When he’d eaten he would wait until his father had finished, clear up their plates and the takeaway containers, then do the washing up. He would wash the plastic containers as well as the plates. Raymond liked to keep them for storing odds and ends in. Like screws, nuts and bolts and other necessary detritus he deemed essential for a satisfactory existence. Raymond had been something of a hoarder in the past, before an intervention by his son. An inveterate collector of basically anything he could see a potential future use for, which was fundamentally anything, plastic containers had been one of the main culprits in his collection. So they had come to an agreement, after the cull of Raymond’s hoard a couple of years before, about the keeping of plastic containers. George would wash them every week after dinner. Initially, George proposed that if the cupboard still had the three empty containers from the previous week in it, the new, clean, containers would be put straight into the recycling. But there had been some negotiation about this, as Raymond had pointed out that there might come a time when he needed, say, six, seven or even eight containers, all at the same time. George’s approach would mean that he’d only ever have a maximum of three at his disposal. So, they compromised: a stockpile of ten was permitted; anything above that would trigger the recycling. There had been a tricky moment one week, when George realised there were more containers in the cupboard than there should have been, from the week before. It turned out his father had been getting them out of the recycling, once Cross had left and putting them back in the cupboard. This had led to what Cross later described to Ottey as an ‘intervention’. He could see that Raymond’s hoarding instincts were rising to the surface once again and he had to nip them in the bud. It was an awkward conversation he said, which led her to think, perhaps uncharitably, that weren’t most of his conversations with people awkward? She tried to explain that an intervention normally involved more than just the one person intervening, but he wouldn’t have it.

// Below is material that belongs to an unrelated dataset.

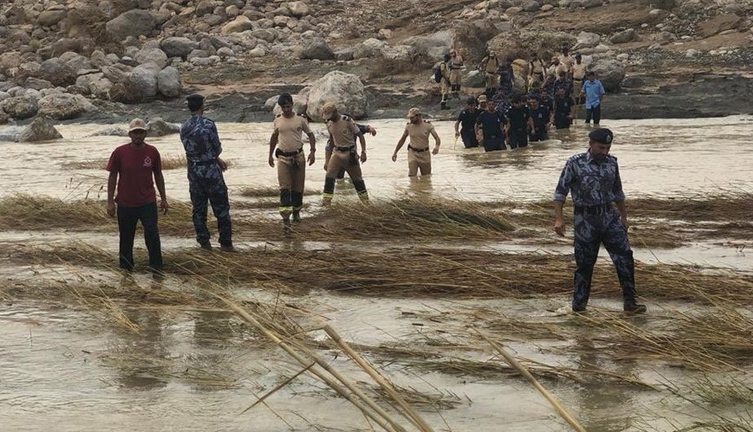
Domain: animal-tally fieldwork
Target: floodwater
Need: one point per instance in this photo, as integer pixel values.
(198, 370)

There was a reason, on Raymond’s part, for this silence during these weekly visits. George was never one to initiate conversation in a social situation such as this. So Raymond normally fulfilled that role when it was just the two of them. But currently Raymond was in something of an emotional downward spiral which he couldn’t seem to climb out of. That George’s mother Christine had recently re-entered his son’s life wasn’t a problem for Raymond. If anything, he was glad of it. Glad to have another person in George’s tiny social circle, who cared for him and would look out for him. It was the unearthing of the past which had affected Raymond. George’s discovery of his mother’s real reason for leaving them had rendered Raymond emotionally conflicted. Over the years he’d kept this from George, letting him believe that she’d left for her own reasons, whatever those were. He felt awful guilt about that now. The fact that George had had to find it out for himself, when it would have been a lot easier and certainly more honest just to have told him about it, made it all the worse for Raymond.

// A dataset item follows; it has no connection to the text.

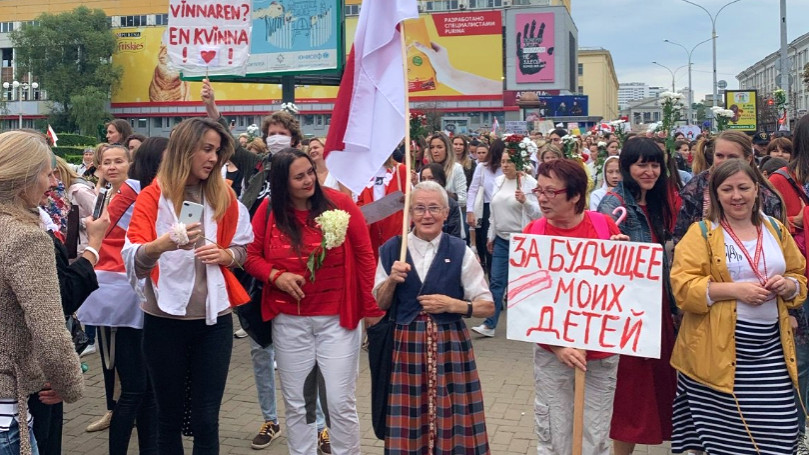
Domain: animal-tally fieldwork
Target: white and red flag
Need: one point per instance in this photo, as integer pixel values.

He’d always known that George would find out one day. It was in his nature to find things out. Raymond had imagined that when it did happen, he himself would feel an immense sense of relief. Because the truth would finally be out in the open. But it hadn’t turned out that way. He’d been left with an appallingly empty feeling. It was as if he’d led his entire life living a lie, both with his son and the memory of his partner Ron. He had failed them both and this left him feeling abjectly remorseful. It was a nauseating realisation which he just didn’t seem able to shake off. His silence wasn’t out of embarrassment, but he felt he just didn’t know what to say to his son at the moment. This was despite the fact that things seemed to have worked out well. His son had accepted it all without a moment’s hesitation. What disappointed Raymond, disgusted him almost, was the fact that even when Christine had left it for him to tell George, he still couldn’t do it. She’d had the grace not to out him to his son, but leave it for him. However, when George had asked, he’d just shrugged it off. It was the shabby behaviour of a coward and he couldn’t move beyond it. When it came down to it, he hadn’t had the courage. How much courage exactly was needed? he kept asking himself. But it had left him feeling that he didn’t like himself much and certainly had no self-respect.
George had no knowledge that his father was sitting opposite him thinking these things and feeling this way. It also didn’t occur to him to tell him that the victim in the case he was working was Stephen’s brother. Something Raymond would undoubtedly have liked to know. He just did the washing up and counted the takeaway containers in the cupboard. Six. Well below the ‘statutory’ limit. He put that night’s clean containers in the cupboard and left.
15
‘Alice? Do you have a moment?’ asked Ottey.
Alice walked into Cross’s office. Ottey indicated that she should take a seat.
‘How was Stephen?’ Mackenzie began by asking.
‘Obviously a little thrown and upset, but he’s fine,’ Ottey replied.
‘Did he have any thoughts?’
‘You’d have to be more specific,’ replied Cross.
‘About what might have happened?’ she replied, regretting this speculative enquiry instantly.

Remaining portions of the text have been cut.